Durante los días de invierno, cuando mi tierra renace y la de otros marchita, me queda la sensación atravesada en el pecho de que la naturaleza simplemente no habita a colores en mi propio tiempo. Como si no tuviese otra opción, se me da por andar entre las calles de una ciudad infestada de puros turistas, con el tonto anhelo de que al menos uno de ellos vea algo distinto en mi tristeza de siempre. En estos ojos caídos que pasan del suelo cuando les toca mirar de frente. Los mismos que, a propósito, ignoran el agujero que tienen los otros en medio del cuerpo, porque pienso, con un poco de vergüenza, que el mío es más grande y, por lo tanto, merece ser visto mucho más. Si soy sincera, no sé cuándo fue que empecé a creer que mi pena es más valiosa que la de mis vecinos o la de mis amigos.
Pero finjamos que lo es.
Digamos, por un segundo, que el corazón que llevo a las espaldas derrama una sangre mucho más espesa. Y digamos, también, que a pesar de los minutos y las semanas, se me ha quedado roto desde la última vez que lo partieron. Que de tanto reposo ha olvidado cómo es que se palpita y que no encuentra un sabor distinto a la falta de deseo en los labios de los últimos hombres a los que nos ha tocado besar. Finjamos acá que fue algo que tuvimos que hacer y no una violencia que surgió desde nuestro vientre para acallarse en las sábanas de algún desconocido a medianoche. Noches en las que suavemente encajo en otras piernas y otros brazos para olvidar por un momento la melancolía que me habita. Horas en las que espero que me rompan en mil pedazos para sentir, con justa razón, que el dolor que me viene de la nada no es tan repentino y que, más bien, sí que tiene motivos.
Mientras los demás llueven sobre las calles que me toca pisar, solo pienso en lo que me estruja el pecho. Camino, avanzo, llego así al bar más cercano a sentarme sola en la barra para pedirme una copa de vino tinto. O de algo que me saque de mi propia sensibilidad, esa que me vuelve tan indiferente y arrogante.
Quiero sentir que cuando anuncien mi muerte, haya alguien, además de mi madre, que se preocupe por si mi alma encontrará lugar en algún cielo o si, en cambio, tendrá que seguir deambulando por las calles de Lima como deambulé alguna vez, cuando un viejo amor rompió nuestros lazos en la cuadra dos de Larco. Quiero sentirme a gusto en los días de verano, ser esa chica que va a la playa con sus amigas, usando un bikini rayado y que no se siente como un cascarón vacío al momento de salir a bailar. Deseo tanto que lleguen los días de calor, únicamente porque es entonces cuando quiero empezar relaciones para terminarlas en una de esas peleas que te hacen querer gritar en medio de la calle y aventar portazos en casa ajena.
Quiero que el corazón me palpite una vez más.
Pero no lo hace.
Se ha acostumbrado a que lo lleve de la mano y ahora, que necesito una corazonada para avanzar, me pide que nos quedemos quietos un segundo.
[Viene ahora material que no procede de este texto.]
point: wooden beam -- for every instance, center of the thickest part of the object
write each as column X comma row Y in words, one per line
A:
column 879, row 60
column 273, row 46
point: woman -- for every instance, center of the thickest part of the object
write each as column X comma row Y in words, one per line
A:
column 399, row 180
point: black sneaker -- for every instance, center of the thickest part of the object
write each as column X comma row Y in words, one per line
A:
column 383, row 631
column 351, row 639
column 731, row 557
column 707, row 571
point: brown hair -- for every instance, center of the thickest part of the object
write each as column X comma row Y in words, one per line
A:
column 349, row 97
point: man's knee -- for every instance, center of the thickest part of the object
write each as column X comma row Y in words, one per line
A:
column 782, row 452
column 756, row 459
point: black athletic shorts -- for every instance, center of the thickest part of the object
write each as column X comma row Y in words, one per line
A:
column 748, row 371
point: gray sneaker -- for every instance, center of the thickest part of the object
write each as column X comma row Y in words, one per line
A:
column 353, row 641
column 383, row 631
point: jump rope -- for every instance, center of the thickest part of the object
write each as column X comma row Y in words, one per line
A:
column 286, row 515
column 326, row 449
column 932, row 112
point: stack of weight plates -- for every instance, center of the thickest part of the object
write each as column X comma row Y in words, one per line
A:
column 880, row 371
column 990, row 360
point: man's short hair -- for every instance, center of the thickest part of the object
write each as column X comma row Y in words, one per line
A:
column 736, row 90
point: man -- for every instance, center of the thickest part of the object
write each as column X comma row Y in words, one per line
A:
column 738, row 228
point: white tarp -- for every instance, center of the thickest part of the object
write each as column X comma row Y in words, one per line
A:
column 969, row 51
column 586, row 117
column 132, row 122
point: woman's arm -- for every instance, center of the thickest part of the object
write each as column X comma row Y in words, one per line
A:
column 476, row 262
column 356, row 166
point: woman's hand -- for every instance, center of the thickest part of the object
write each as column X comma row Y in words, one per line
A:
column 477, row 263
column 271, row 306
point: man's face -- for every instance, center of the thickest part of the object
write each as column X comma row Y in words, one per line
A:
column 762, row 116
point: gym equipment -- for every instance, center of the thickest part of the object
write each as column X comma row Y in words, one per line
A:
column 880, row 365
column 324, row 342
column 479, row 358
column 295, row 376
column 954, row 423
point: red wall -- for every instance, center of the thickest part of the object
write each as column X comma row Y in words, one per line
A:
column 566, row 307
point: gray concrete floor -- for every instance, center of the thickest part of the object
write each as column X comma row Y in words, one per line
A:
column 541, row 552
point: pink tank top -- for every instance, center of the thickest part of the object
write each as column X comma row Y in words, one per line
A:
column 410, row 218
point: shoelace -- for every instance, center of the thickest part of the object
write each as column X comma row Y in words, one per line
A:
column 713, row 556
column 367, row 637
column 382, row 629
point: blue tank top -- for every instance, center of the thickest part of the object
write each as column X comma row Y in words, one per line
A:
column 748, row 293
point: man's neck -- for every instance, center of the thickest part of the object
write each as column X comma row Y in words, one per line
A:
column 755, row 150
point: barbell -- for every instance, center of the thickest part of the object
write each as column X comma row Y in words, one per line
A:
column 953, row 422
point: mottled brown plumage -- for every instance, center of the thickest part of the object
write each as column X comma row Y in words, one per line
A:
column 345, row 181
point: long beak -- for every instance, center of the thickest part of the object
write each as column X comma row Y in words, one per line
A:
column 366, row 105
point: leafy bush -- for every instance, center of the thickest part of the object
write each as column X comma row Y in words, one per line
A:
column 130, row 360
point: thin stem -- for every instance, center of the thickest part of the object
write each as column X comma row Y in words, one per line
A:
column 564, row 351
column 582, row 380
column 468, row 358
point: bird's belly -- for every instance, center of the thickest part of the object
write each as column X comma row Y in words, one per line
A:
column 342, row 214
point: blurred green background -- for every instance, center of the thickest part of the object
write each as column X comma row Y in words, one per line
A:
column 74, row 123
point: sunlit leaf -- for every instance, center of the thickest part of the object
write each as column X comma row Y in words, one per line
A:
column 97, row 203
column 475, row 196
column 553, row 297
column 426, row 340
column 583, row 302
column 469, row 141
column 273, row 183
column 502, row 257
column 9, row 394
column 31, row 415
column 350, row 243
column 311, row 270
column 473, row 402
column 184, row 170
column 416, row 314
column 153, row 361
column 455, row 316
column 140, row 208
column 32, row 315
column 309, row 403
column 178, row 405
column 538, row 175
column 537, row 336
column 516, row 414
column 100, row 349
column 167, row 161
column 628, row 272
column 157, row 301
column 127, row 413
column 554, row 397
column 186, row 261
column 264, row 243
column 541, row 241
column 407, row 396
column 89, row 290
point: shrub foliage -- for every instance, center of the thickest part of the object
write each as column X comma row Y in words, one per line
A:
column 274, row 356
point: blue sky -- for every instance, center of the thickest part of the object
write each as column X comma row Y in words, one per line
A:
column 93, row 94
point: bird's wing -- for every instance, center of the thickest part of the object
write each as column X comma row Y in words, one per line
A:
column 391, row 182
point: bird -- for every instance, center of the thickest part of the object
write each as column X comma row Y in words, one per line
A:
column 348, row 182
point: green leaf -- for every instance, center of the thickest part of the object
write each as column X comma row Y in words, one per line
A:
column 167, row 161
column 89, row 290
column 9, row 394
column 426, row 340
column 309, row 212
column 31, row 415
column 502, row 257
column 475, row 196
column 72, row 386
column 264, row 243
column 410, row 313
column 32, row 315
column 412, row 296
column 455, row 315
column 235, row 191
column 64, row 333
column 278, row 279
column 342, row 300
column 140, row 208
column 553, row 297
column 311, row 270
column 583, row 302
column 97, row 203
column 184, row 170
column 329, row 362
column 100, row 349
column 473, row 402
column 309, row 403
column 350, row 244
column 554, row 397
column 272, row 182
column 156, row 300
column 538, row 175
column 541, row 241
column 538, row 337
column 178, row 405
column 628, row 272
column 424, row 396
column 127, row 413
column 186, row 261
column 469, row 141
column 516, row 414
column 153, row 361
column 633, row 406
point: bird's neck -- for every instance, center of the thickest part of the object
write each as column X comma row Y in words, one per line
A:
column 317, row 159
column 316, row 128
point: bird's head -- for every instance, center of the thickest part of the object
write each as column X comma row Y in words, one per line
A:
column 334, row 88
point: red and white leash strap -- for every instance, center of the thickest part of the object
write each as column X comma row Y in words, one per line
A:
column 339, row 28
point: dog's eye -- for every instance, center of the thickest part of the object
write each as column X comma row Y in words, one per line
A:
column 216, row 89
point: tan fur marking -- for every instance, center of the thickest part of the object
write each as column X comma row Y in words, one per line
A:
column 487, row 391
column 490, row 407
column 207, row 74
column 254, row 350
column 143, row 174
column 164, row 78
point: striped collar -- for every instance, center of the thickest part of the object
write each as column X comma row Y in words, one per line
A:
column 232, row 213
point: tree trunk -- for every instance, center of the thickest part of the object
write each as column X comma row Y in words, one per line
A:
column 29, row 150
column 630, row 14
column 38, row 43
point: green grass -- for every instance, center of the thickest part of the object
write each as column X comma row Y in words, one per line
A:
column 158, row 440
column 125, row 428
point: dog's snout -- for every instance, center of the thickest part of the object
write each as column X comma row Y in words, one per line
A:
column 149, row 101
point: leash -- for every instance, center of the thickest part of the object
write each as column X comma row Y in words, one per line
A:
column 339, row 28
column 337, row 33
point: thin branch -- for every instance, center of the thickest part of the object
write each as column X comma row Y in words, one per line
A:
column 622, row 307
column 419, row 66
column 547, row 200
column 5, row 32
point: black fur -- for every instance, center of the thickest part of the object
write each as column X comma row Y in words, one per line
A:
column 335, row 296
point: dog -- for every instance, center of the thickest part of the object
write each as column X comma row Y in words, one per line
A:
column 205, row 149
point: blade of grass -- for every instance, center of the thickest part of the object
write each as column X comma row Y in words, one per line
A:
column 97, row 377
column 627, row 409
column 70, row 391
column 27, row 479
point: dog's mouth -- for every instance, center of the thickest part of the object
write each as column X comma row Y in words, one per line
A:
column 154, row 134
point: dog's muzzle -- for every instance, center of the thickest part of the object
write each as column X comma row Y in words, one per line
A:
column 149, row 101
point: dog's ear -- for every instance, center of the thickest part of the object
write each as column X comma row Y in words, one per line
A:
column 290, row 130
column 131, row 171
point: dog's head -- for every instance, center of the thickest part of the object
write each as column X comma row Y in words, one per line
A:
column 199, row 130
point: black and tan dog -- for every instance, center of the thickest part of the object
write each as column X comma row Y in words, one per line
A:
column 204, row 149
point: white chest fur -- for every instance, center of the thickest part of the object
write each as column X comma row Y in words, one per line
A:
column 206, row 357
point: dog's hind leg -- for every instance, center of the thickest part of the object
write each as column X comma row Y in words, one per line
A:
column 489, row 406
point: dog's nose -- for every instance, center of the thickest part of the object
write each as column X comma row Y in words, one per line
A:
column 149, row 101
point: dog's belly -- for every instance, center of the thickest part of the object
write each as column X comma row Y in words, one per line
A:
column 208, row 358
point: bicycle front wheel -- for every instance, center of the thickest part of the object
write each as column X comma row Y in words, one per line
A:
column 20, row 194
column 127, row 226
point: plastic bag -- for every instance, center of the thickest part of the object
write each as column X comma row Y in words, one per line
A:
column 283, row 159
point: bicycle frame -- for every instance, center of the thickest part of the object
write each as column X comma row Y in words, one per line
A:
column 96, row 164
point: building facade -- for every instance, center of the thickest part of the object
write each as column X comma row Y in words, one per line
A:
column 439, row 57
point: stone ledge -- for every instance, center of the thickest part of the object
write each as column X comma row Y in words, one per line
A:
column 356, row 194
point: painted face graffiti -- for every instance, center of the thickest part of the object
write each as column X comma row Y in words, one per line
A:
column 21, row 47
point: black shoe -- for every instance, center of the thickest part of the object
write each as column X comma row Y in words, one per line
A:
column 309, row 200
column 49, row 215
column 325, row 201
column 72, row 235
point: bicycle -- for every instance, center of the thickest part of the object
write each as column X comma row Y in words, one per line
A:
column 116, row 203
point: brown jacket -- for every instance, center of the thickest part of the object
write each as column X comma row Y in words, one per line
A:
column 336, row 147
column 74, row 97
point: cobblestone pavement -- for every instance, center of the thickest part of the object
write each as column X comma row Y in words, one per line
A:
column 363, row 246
Que dejemos pasar el tren de las cuatro y el de las cuatro y veinte, y que incluso nos quedemos hasta que cada funcionario esté de vuelta en casa. Si le digo que si no fuese por él estaría saltando a los rieles sin pensarlo dos veces, de seguro me diría que lo lleve conmigo. Pero de necia, creo que todavía merece la agitación de los primeros besos y una canción en cualquier otro instrumento que no sea un piano o una guitarra.
Me rehúso a que el corazón se me muera antes que lo demás. Pero en tardes como estas, en las que el frío me encoje tres centímetros y la valentía se me hace un poquito grande, le pediré que envíe un poco de su sangre a mis dedos para hacerme escribir un texto que no me provoque borrarlo al segundo, porque últimamente siento que no escribo nada y que, si lo hago, es tan terrible que llega a ser mejor el vacío.
No sé quién voy a ser el día en que el amor se me agote o en el que la decepción de las relaciones modernas me agobie por completo. Lo que sí sé es que, así como en la ciudad por la que camino, también soy una turista de cuerpo hueco. Y aunque me miro en cada espejo por el que paso, no soy capaz de levantar la mirada y preguntarme por qué tengo la cara triste si a mi lado está ese chico guapo y alto que me hace reír cada dos segundos. Y no sé cómo decirle que soy yo la que está destrozada y que debería escapar antes de que le arrebate el entusiasmo, porque ni siquiera debería perder tiempo intentándolo. Ya me lo dijo alguien antes.
Pero tengo un corazón que aún late.
Y mientras lo haga, así yo esté muerta, arrastrará sus pies pesados a lo largo de mi cuadra y llorará, con toda la sangre que le queda, sobre los lamentos con los que otros manchan mi propio cuento.